At first glance, Theo Angelopoulos might strike one as the same sort of figure. After all, The Weeping Meadow, whatever else it is, is a film from a different stylistic moment. Nonetheless, the ideas contained in The Weeping Meadow show the director's evolution from a Marxist historicism, focusing almost exclusively on Greek history (The Travelling Players, 1975), to a more existential consideration of Balkan realities (Ulysses' Gaze, 1995). Yet, there is one important difference between the aforementioned Eastwood and Angelopoulos: whereas invisibility of style is Eastwood's ultimate end, Angelopoulos has long foregrounded his own once dazzling technique.
The problem is, it no longer seems as though the Greek auteur is utilizing his form to ask questions. If The Travelling Players established a fatal continuity to the exigencies of Greek history, via a camera that moved from figure grouping to figure grouping, often bridging temporal discontinuities over the course of a single tracking shot, The Weeping Meadow's continued employment of this same style, minus its formally radical employment, fails to remain self-justified. If anything, The Weeping Meadow is a film that should have been made twenty-five plus years ago, considering its scant modifications of his own modernist form. (Sparing use of music psychologically is in fact the only reevaluation of Angelopoulos' Travelling Players' technique.) This is, in other words, a profoundly dated text.
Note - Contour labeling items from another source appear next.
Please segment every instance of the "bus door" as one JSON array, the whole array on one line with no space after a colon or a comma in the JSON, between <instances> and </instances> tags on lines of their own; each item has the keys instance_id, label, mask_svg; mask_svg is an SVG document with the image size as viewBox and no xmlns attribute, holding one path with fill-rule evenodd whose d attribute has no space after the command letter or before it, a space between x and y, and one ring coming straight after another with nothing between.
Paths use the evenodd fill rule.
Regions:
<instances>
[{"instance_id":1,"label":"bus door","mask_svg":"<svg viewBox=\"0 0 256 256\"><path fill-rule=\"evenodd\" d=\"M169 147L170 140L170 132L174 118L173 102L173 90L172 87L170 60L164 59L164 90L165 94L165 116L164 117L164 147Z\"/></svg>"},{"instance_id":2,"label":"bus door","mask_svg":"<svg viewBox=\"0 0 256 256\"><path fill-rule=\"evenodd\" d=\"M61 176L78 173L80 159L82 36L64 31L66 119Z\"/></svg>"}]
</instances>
Of course,The Weeping Meadow has its moments of beauty -- which Angelopoulos, as always, never allow his spectators to forget -- but the ability to photograph a Greek landscape poetically loses some of its appeal as the film drags on toward the three hour mark. Its one thing to watch Angelopoulos reinvent the medium for four continuous hours in The Travelling Players; it's yet another thing to see him copying himself -- poorly -- for three.
So again, there are anachronisms and there are anachronisms. Unfortunately, a thirty-year late re-tread of late modernism is not exactly the most enticing variety. If anything, The Weeping Meadow reconfirms the necessity to understand films at the moment of their creation. If we can forgive a film like The Birth of a Nation (1915) for its aberrant politics (by today's standards) it is likewise important to understand the inadequacy of a film like The Weeping Meadow on the basis of its historical moment -- which unfortunately for the director ended long ago.